Intel is a company that produces CPUs
AMD is a company that produces CPUs.
A core is the CPU itself. When we refer to this core or that core, we mean which revision of the core of the current line of processors.
Intel's line of processors is Pentium4, which includes the following revisions:
Williamette: 180nm, 20 stage pipeline, 8KB L1, 256KB L2
Northwood: 130nm, 20 stage pipeline, 8KB L1, 512KB L2
Prescott: 90nm, 31 stage pipeline, 16KB L1, 1MB L2
When I use L1 or L2, I talking about cache levels 1 and 2. Level 1 cache is always smaller than level 2 because it needs to be much quicker. The bigger the cache the slower it becomes.
AMDs 3 lines of available processors are: Athlon XP, Athlon64, Sempron
Athlon XP:
-Palomino: 180nm, 256KB L2
-Thoroughbred: 130nm, 256KB L2
-Barton: 130nm, 512KB L2
-Sempron: 130nm, 256KB L2
Athlon64:
-ClawHammer: 130nm, 1MB L2, 64-bit support
-Newcastle: 130nm, 512KB L2, 64-bit support
-Sempron: 130nm, 256KB L2, no 64-bit support
Sempron is marketed as it's own processor line, but are based off of the other two, for this reason, I just noted it as a new core instead.

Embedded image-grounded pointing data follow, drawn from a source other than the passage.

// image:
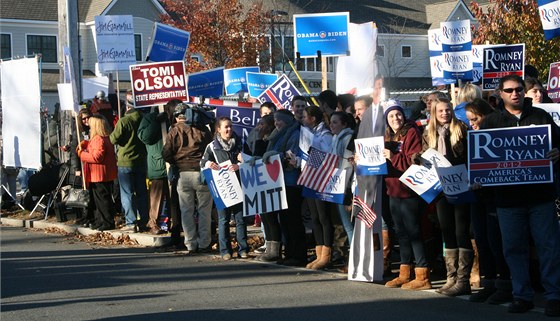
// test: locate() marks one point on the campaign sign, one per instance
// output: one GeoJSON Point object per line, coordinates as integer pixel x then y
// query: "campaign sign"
{"type": "Point", "coordinates": [554, 82]}
{"type": "Point", "coordinates": [169, 43]}
{"type": "Point", "coordinates": [423, 181]}
{"type": "Point", "coordinates": [552, 109]}
{"type": "Point", "coordinates": [549, 11]}
{"type": "Point", "coordinates": [455, 184]}
{"type": "Point", "coordinates": [500, 61]}
{"type": "Point", "coordinates": [436, 57]}
{"type": "Point", "coordinates": [334, 192]}
{"type": "Point", "coordinates": [510, 156]}
{"type": "Point", "coordinates": [224, 186]}
{"type": "Point", "coordinates": [243, 119]}
{"type": "Point", "coordinates": [209, 83]}
{"type": "Point", "coordinates": [263, 187]}
{"type": "Point", "coordinates": [280, 93]}
{"type": "Point", "coordinates": [432, 157]}
{"type": "Point", "coordinates": [257, 82]}
{"type": "Point", "coordinates": [370, 160]}
{"type": "Point", "coordinates": [456, 36]}
{"type": "Point", "coordinates": [157, 83]}
{"type": "Point", "coordinates": [324, 32]}
{"type": "Point", "coordinates": [235, 79]}
{"type": "Point", "coordinates": [114, 38]}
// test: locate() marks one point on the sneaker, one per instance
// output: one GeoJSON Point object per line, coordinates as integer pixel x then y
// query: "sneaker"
{"type": "Point", "coordinates": [127, 228]}
{"type": "Point", "coordinates": [520, 306]}
{"type": "Point", "coordinates": [552, 308]}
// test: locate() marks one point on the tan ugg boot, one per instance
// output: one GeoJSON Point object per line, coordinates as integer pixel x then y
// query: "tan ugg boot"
{"type": "Point", "coordinates": [421, 282]}
{"type": "Point", "coordinates": [325, 259]}
{"type": "Point", "coordinates": [318, 251]}
{"type": "Point", "coordinates": [403, 278]}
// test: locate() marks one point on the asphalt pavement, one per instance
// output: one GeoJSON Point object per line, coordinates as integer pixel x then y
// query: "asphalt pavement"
{"type": "Point", "coordinates": [52, 277]}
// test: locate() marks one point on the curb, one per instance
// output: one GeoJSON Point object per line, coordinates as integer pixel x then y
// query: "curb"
{"type": "Point", "coordinates": [142, 239]}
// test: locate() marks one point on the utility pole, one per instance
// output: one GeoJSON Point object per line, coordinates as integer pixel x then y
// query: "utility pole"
{"type": "Point", "coordinates": [68, 37]}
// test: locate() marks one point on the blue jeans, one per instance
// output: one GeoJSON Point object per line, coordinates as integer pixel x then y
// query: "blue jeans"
{"type": "Point", "coordinates": [134, 193]}
{"type": "Point", "coordinates": [517, 225]}
{"type": "Point", "coordinates": [407, 220]}
{"type": "Point", "coordinates": [240, 230]}
{"type": "Point", "coordinates": [346, 222]}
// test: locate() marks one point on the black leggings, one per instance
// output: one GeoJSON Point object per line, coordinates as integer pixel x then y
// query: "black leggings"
{"type": "Point", "coordinates": [455, 223]}
{"type": "Point", "coordinates": [323, 230]}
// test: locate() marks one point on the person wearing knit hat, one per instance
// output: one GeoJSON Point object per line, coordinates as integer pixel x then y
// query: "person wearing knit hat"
{"type": "Point", "coordinates": [390, 105]}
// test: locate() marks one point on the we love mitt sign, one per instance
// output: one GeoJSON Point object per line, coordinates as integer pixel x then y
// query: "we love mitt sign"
{"type": "Point", "coordinates": [263, 186]}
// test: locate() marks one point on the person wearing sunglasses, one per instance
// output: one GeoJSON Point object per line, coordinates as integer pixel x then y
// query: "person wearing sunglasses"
{"type": "Point", "coordinates": [527, 210]}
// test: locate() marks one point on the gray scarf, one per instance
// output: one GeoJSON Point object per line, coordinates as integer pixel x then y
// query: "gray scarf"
{"type": "Point", "coordinates": [443, 136]}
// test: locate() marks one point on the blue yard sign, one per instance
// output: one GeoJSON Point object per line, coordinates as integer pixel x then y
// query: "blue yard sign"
{"type": "Point", "coordinates": [257, 83]}
{"type": "Point", "coordinates": [500, 61]}
{"type": "Point", "coordinates": [324, 32]}
{"type": "Point", "coordinates": [510, 156]}
{"type": "Point", "coordinates": [244, 119]}
{"type": "Point", "coordinates": [456, 50]}
{"type": "Point", "coordinates": [169, 43]}
{"type": "Point", "coordinates": [235, 79]}
{"type": "Point", "coordinates": [209, 83]}
{"type": "Point", "coordinates": [549, 10]}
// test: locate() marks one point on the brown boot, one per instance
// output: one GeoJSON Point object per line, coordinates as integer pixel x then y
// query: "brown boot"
{"type": "Point", "coordinates": [386, 253]}
{"type": "Point", "coordinates": [318, 250]}
{"type": "Point", "coordinates": [403, 278]}
{"type": "Point", "coordinates": [421, 282]}
{"type": "Point", "coordinates": [325, 259]}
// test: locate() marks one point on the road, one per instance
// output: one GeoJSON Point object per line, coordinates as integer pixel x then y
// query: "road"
{"type": "Point", "coordinates": [50, 277]}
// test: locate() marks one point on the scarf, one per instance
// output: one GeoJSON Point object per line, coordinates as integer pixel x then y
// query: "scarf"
{"type": "Point", "coordinates": [443, 136]}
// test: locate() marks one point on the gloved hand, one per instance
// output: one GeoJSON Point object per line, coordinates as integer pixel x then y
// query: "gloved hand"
{"type": "Point", "coordinates": [267, 155]}
{"type": "Point", "coordinates": [252, 160]}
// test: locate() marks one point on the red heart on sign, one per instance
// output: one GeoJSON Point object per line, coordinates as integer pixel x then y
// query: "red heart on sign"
{"type": "Point", "coordinates": [273, 169]}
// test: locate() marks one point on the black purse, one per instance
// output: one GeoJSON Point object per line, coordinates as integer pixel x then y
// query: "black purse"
{"type": "Point", "coordinates": [77, 198]}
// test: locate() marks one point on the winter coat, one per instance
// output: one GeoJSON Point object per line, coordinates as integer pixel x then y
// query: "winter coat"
{"type": "Point", "coordinates": [185, 145]}
{"type": "Point", "coordinates": [403, 148]}
{"type": "Point", "coordinates": [100, 163]}
{"type": "Point", "coordinates": [131, 151]}
{"type": "Point", "coordinates": [149, 132]}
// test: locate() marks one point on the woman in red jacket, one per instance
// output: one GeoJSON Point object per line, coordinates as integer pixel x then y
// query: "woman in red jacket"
{"type": "Point", "coordinates": [100, 169]}
{"type": "Point", "coordinates": [402, 140]}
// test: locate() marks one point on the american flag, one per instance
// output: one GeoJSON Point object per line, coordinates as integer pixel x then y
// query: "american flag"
{"type": "Point", "coordinates": [365, 213]}
{"type": "Point", "coordinates": [319, 168]}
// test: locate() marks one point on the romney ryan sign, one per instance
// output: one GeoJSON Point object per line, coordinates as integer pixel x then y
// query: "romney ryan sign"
{"type": "Point", "coordinates": [510, 156]}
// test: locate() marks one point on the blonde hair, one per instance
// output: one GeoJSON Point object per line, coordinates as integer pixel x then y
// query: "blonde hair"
{"type": "Point", "coordinates": [468, 93]}
{"type": "Point", "coordinates": [455, 126]}
{"type": "Point", "coordinates": [98, 125]}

The FSB is just the pathway from the CPU to the Memory Controller. Increasing the FSB increases how fast the CPU commnunicates with the RAM. But if you increase just the FSB and not the RAM, then you are not gaining any performance. You must increase both. Athlon64 processors have the Memory Controller built into the CPU unlike other processor and therefore the FSB is the speed of the CPU itself.
AMDs rating system is there to fight against Intel's high clockspeeds. Clockspeeds aren't everything, but consumers think so. That's why Intel made the Pentium4 the way they did. These performance ratings are AMD's hopes of people seeing those numbers instead and think it's the clockspeed.
The press that's used to create the CPU is called a .xx micron press. Above I showed .15microns or .15um or .15micrometers or 150nm or 150nanometers. A nanometer is 1000 times smaller than a micrometer. We started to use 90.nm instead of .09um recently. This measurement, from what I know, is the size of one transistor.